The church and its bell tower are built of dark red-brown brick, without plastering. The bell tower stands separately. The main entrance to the church faces west, but the most impressive facade is the colonnaded east side, which faces a canal.

The colourful stone mosaic floor of the church dates from around 1140. It measures over 500 square metres and is made of porphyry, serpentine, and other precious stones. The figural images include yoked cocks on who are carrying a fox", a peacock, an eagle and griffins. It also includes geometric patterns that represent Christian themes.

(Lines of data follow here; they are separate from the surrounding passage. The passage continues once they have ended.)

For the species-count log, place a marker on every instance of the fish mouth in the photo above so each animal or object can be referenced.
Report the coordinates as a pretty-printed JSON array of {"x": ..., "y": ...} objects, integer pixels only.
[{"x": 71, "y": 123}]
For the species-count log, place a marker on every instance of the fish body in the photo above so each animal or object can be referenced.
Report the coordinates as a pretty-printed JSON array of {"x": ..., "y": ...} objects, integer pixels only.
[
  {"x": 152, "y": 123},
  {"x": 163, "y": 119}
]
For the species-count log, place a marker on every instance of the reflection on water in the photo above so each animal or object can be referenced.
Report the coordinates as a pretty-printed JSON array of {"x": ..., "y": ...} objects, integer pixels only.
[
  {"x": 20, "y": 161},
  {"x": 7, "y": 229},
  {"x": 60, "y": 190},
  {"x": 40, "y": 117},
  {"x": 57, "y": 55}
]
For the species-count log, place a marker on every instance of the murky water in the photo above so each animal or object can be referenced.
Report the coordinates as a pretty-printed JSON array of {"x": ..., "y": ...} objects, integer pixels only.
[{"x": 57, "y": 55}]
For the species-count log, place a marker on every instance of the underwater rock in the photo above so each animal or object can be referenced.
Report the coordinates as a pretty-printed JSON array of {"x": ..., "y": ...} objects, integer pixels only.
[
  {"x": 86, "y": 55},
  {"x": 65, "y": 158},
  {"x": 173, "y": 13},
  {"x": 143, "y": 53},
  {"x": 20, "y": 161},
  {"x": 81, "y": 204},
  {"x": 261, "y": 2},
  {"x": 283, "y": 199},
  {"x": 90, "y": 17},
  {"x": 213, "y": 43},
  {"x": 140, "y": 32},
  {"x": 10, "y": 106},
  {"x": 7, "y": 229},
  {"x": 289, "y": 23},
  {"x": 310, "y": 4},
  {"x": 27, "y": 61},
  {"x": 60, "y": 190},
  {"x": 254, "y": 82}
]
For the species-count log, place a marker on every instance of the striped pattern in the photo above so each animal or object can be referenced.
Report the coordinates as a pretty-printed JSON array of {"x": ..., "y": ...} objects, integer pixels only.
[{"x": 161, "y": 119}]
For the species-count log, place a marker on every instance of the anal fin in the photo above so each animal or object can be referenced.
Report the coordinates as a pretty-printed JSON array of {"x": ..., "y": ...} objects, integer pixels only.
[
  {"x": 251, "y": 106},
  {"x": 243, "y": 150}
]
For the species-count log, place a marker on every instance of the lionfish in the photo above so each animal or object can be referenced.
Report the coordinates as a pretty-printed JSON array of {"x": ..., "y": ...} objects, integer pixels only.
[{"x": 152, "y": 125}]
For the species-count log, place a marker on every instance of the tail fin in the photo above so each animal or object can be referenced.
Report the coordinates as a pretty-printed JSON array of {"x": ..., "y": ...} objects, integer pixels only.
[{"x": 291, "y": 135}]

The floor has undergone a number of conservation treatments sponsored by the non-profit organization Save Venice Inc., beginning in the 1970s. Most recently, emergency funds were allocated to help repair missing tesserae and mortar supports after the church was flooded by high tides in November and December 2019, submerging the mosaic floor in corrosive seawater several times over the course of weeks.

The relics of San Donato are located in a marble sarcophagus. Behind the altar there are four rib bones, hanging from wires. The bones are more than 1 metre long. According to legend, these are bones of the dragon slain by St. Donatus in Greece. It is possible that these bones are from large extinct Pleistocene mammals.